Further, it is possible to call dispose on an object more than once. While this may indicate a programming error (each object holding a resource must be disposed exactly once), it is simpler, more robust, and thus usually preferable for dispose to be idempotent (meaning "calling multiple times is the same as calling once"). This is easily implemented by using the same boolean disposed field and checking it in a guard clause at the start of dispose, in that case returning immediately, rather than raising an exception. Java distinguishes disposable types (those that implement AutoCloseable (Note: autoclosable)) from disposable types where dispose is idempotent (the subtype Closeable (Note: Closeable)).

Disposal in the presence of inheritance and composition of objects that hold resources have analogous problems to destruction/finalization (via destructors or finalizers). Further, since the dispose pattern usually does not have language support for this, boilerplate code is necessary. Firstly, if a derived class overrides a dispose method in the base class, the overriding method in the derived class generally needs to call the dispose method in the base class, in order to properly release resources held in the base. Secondly, if an object has a "has a" relationship with another object that holds a resource (i.e., if an object indirectly uses a resource through another object that directly uses a resource), should the indirectly using object be disposable? This corresponds to whether the relationship is owning (object composition) or viewing (object aggregation), or even just communicating (association), and both conventions are found (indirect user is responsible for the resource or is not responsible). If the indirect use is responsible for the resource, it must be disposable, and dispose the owned objects when it is disposed (analogous to destroying or finalizing owned objects).
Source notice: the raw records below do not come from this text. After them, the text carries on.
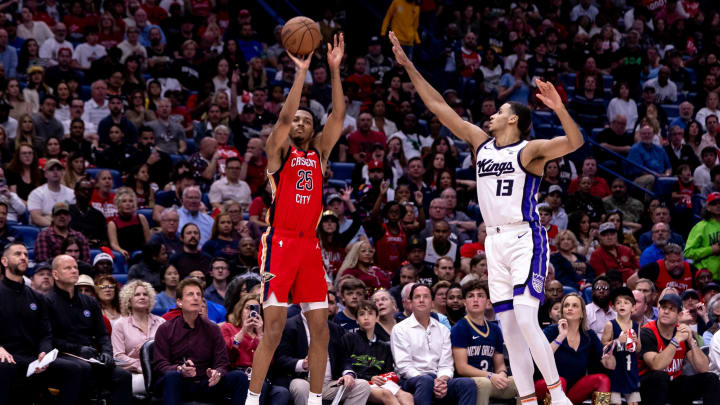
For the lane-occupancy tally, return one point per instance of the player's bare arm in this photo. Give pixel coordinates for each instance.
(539, 151)
(471, 134)
(279, 137)
(334, 125)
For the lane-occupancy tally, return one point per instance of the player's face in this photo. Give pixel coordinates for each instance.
(475, 302)
(500, 119)
(301, 129)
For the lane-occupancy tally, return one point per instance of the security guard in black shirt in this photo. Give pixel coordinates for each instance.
(78, 329)
(25, 336)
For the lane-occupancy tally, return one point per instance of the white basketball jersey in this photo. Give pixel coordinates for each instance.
(506, 191)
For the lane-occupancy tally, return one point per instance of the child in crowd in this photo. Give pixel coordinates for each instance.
(624, 380)
(372, 359)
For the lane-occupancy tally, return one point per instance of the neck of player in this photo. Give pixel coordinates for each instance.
(506, 136)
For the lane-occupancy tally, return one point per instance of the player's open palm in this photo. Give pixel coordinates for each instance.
(301, 63)
(548, 94)
(336, 51)
(400, 55)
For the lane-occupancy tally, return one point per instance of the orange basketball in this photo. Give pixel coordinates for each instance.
(301, 36)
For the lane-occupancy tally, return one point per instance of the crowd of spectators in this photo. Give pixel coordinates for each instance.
(133, 196)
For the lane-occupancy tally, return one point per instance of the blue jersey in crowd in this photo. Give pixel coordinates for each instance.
(481, 342)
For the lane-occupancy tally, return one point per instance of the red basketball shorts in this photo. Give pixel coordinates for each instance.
(291, 265)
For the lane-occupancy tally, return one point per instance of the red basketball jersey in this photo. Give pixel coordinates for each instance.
(297, 192)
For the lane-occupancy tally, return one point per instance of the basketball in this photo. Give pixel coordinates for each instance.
(301, 36)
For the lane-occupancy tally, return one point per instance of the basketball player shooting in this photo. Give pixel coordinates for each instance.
(509, 170)
(290, 259)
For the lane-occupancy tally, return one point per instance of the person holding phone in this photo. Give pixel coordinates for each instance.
(580, 356)
(242, 334)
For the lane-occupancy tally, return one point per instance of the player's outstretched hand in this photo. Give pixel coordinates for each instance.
(335, 52)
(400, 55)
(303, 64)
(548, 95)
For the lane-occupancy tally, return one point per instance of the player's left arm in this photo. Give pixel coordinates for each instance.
(539, 151)
(334, 125)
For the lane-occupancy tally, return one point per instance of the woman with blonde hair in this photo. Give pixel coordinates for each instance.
(136, 327)
(571, 268)
(127, 231)
(359, 263)
(578, 354)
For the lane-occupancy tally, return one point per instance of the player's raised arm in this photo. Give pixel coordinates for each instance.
(334, 125)
(281, 130)
(434, 101)
(540, 151)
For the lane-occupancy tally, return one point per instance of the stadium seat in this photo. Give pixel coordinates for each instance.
(29, 234)
(147, 213)
(342, 171)
(117, 177)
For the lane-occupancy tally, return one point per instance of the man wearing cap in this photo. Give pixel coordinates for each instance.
(665, 346)
(42, 199)
(378, 64)
(554, 200)
(619, 200)
(46, 125)
(660, 238)
(50, 239)
(612, 255)
(671, 271)
(117, 117)
(703, 247)
(78, 328)
(26, 335)
(41, 280)
(8, 123)
(362, 140)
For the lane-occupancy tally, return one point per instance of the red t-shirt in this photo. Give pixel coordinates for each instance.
(360, 142)
(106, 206)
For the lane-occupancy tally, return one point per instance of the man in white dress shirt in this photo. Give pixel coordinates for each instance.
(423, 356)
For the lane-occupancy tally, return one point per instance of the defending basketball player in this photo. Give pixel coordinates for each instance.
(290, 260)
(509, 170)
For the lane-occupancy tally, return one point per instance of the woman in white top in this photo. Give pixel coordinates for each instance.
(711, 108)
(622, 104)
(136, 327)
(36, 30)
(380, 122)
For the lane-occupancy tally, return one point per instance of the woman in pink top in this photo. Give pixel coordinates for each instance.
(136, 327)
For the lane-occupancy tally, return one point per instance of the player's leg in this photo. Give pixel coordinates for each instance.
(530, 262)
(310, 290)
(501, 295)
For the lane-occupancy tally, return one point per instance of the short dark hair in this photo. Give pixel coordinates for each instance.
(367, 305)
(475, 284)
(418, 285)
(189, 281)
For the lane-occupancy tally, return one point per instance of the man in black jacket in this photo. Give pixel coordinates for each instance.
(78, 330)
(291, 365)
(25, 336)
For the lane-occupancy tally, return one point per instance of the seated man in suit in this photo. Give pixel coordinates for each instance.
(291, 365)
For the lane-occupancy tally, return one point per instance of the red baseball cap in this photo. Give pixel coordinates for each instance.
(377, 164)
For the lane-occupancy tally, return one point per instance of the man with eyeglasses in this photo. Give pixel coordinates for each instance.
(42, 200)
(230, 187)
(598, 311)
(84, 218)
(169, 220)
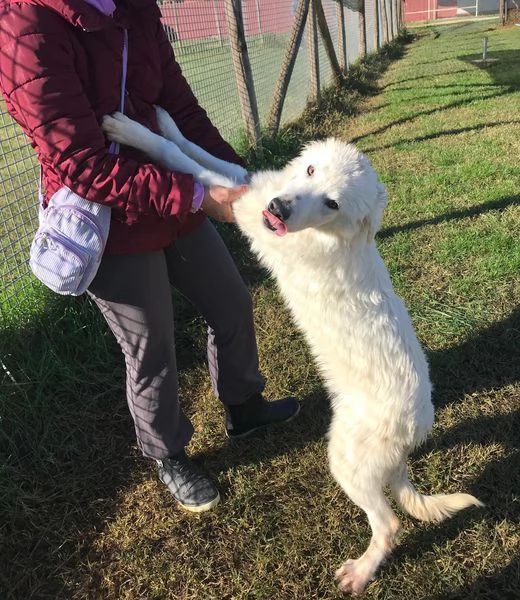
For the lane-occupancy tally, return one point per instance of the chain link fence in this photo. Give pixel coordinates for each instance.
(201, 38)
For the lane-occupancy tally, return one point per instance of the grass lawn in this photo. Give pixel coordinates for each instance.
(82, 515)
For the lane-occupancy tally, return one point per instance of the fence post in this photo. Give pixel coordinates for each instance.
(243, 73)
(384, 19)
(327, 41)
(312, 53)
(342, 42)
(377, 41)
(362, 34)
(291, 50)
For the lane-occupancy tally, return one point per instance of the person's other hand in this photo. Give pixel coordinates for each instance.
(218, 201)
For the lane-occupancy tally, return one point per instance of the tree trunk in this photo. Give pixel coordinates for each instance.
(362, 32)
(291, 50)
(243, 73)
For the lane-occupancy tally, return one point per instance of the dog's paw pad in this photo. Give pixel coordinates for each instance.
(350, 578)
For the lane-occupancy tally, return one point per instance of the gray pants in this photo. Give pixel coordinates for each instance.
(133, 293)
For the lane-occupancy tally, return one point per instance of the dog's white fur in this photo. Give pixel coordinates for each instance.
(332, 277)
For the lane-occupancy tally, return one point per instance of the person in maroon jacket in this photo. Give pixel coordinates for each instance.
(60, 72)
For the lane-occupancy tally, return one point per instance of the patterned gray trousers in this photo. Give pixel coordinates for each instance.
(133, 292)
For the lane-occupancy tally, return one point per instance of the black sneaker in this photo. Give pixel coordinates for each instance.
(192, 488)
(256, 412)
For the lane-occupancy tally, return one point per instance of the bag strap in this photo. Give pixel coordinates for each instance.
(114, 146)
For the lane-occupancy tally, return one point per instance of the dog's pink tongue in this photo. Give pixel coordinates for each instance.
(279, 226)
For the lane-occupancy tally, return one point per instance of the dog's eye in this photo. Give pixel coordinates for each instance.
(332, 204)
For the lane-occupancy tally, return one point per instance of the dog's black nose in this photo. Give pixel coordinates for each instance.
(279, 208)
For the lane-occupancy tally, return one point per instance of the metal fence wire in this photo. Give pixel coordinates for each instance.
(202, 39)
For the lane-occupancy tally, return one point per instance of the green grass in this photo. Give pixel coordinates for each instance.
(83, 516)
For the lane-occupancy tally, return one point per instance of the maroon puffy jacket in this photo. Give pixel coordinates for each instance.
(60, 72)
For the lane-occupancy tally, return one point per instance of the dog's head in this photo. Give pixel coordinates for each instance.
(330, 186)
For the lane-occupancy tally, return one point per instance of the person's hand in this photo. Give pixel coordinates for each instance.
(218, 201)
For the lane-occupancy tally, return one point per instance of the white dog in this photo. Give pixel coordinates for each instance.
(313, 225)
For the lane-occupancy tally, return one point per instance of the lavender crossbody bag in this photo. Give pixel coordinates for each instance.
(69, 243)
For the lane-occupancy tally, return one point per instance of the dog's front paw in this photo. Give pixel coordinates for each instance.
(119, 128)
(352, 578)
(167, 126)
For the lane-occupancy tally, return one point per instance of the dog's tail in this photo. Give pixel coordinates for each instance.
(427, 508)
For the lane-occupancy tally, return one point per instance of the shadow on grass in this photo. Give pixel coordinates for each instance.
(504, 585)
(455, 215)
(487, 361)
(432, 111)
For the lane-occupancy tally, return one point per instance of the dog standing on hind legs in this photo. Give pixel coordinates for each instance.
(313, 224)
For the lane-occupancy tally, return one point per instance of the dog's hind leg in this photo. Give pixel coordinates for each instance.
(364, 486)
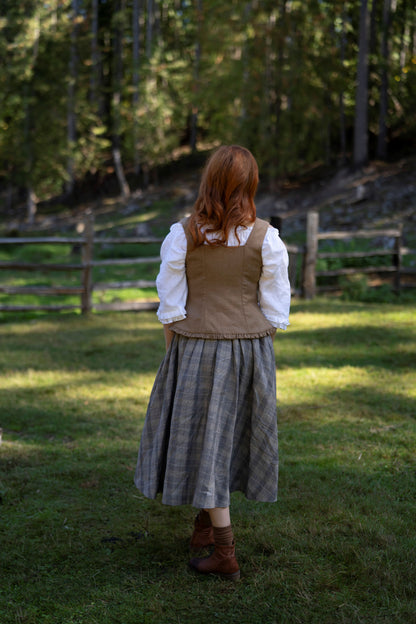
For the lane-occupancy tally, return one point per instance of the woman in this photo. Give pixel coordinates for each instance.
(211, 425)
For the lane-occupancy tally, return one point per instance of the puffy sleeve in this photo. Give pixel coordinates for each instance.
(274, 286)
(171, 282)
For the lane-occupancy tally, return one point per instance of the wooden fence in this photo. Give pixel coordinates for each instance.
(302, 266)
(85, 267)
(312, 254)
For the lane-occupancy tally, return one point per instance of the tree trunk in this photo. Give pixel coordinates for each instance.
(137, 10)
(382, 132)
(195, 88)
(71, 115)
(94, 82)
(118, 77)
(342, 122)
(361, 99)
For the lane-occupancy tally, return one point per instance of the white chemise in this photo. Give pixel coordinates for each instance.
(274, 286)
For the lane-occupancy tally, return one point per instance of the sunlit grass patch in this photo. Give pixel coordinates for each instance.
(337, 547)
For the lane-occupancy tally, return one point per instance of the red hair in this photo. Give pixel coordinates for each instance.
(226, 195)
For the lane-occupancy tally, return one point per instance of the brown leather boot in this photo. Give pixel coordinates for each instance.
(222, 562)
(203, 535)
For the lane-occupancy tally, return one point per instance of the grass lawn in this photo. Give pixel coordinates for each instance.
(79, 544)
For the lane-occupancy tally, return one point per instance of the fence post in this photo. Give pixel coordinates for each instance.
(309, 269)
(87, 255)
(397, 261)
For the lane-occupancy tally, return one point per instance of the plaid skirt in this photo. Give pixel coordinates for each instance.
(211, 424)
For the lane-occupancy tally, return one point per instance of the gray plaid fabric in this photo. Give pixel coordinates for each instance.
(211, 424)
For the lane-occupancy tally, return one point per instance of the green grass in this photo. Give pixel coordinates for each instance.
(79, 544)
(109, 224)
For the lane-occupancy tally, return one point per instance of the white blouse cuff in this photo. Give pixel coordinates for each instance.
(276, 323)
(165, 319)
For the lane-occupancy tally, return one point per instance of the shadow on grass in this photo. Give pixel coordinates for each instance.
(332, 347)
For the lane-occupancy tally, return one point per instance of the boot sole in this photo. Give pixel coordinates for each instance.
(235, 576)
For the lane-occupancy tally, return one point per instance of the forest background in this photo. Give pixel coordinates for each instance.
(98, 92)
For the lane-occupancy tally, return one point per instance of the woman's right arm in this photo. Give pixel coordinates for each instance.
(171, 281)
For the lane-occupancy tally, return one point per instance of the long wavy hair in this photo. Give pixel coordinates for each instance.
(226, 195)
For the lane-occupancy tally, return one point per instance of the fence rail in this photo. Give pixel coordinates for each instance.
(303, 272)
(312, 255)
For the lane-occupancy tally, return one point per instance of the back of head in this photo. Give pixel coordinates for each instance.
(226, 194)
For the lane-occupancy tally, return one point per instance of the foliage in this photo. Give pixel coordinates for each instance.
(278, 77)
(82, 546)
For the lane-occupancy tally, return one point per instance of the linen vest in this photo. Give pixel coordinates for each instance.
(222, 300)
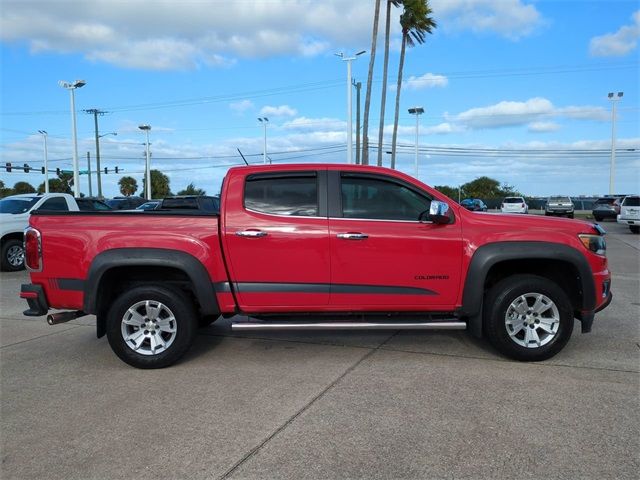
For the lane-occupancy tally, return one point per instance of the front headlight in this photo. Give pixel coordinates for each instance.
(595, 243)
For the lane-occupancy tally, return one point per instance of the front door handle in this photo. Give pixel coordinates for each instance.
(251, 233)
(353, 236)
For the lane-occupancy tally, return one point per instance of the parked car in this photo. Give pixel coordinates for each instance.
(474, 204)
(630, 213)
(14, 218)
(559, 206)
(606, 207)
(204, 203)
(125, 203)
(514, 205)
(92, 204)
(152, 205)
(318, 246)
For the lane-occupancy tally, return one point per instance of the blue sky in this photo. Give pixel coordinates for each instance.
(512, 89)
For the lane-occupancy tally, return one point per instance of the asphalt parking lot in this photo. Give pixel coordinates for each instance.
(324, 405)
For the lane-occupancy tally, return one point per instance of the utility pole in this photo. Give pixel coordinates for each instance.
(358, 86)
(89, 173)
(95, 112)
(612, 173)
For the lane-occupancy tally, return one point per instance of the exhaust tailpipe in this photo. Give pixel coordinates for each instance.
(62, 317)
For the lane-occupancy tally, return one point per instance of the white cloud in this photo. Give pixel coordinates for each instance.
(543, 127)
(241, 106)
(279, 111)
(154, 35)
(510, 113)
(512, 19)
(617, 44)
(428, 80)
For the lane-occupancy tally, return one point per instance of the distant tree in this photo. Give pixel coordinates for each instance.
(4, 191)
(192, 190)
(159, 185)
(23, 187)
(367, 98)
(128, 186)
(451, 192)
(416, 22)
(62, 184)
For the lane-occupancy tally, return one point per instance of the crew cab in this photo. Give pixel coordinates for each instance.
(321, 246)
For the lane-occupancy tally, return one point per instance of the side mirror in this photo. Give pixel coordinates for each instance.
(438, 213)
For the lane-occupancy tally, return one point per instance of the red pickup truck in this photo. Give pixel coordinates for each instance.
(318, 247)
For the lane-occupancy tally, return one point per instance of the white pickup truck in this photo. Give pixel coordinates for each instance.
(14, 218)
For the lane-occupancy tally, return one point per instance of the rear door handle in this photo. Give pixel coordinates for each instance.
(251, 233)
(353, 236)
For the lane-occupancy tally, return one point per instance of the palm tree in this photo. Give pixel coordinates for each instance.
(367, 101)
(416, 22)
(387, 30)
(128, 186)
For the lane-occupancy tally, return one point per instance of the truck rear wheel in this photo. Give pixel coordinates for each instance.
(12, 255)
(527, 317)
(151, 326)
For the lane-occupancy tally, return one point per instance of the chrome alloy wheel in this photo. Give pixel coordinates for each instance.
(15, 256)
(532, 320)
(148, 327)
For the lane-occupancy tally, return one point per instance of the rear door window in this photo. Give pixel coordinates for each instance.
(286, 194)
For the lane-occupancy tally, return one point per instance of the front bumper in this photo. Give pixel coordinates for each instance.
(34, 295)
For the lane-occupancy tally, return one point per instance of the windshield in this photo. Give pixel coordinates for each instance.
(17, 205)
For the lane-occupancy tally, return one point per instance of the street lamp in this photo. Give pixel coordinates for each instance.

Composition (owning) provides encapsulation (only the object that is used needs to be tracked), but at the cost of considerable complexity when there are further relationships between objects, while aggregation (viewing) is considerably simpler, at the cost of lacking encapsulation. In .NET, convention is to only have direct user of resources be responsible: "You should implement IDisposable only if your type uses unmanaged resources directly." See resource management for details, and further examples.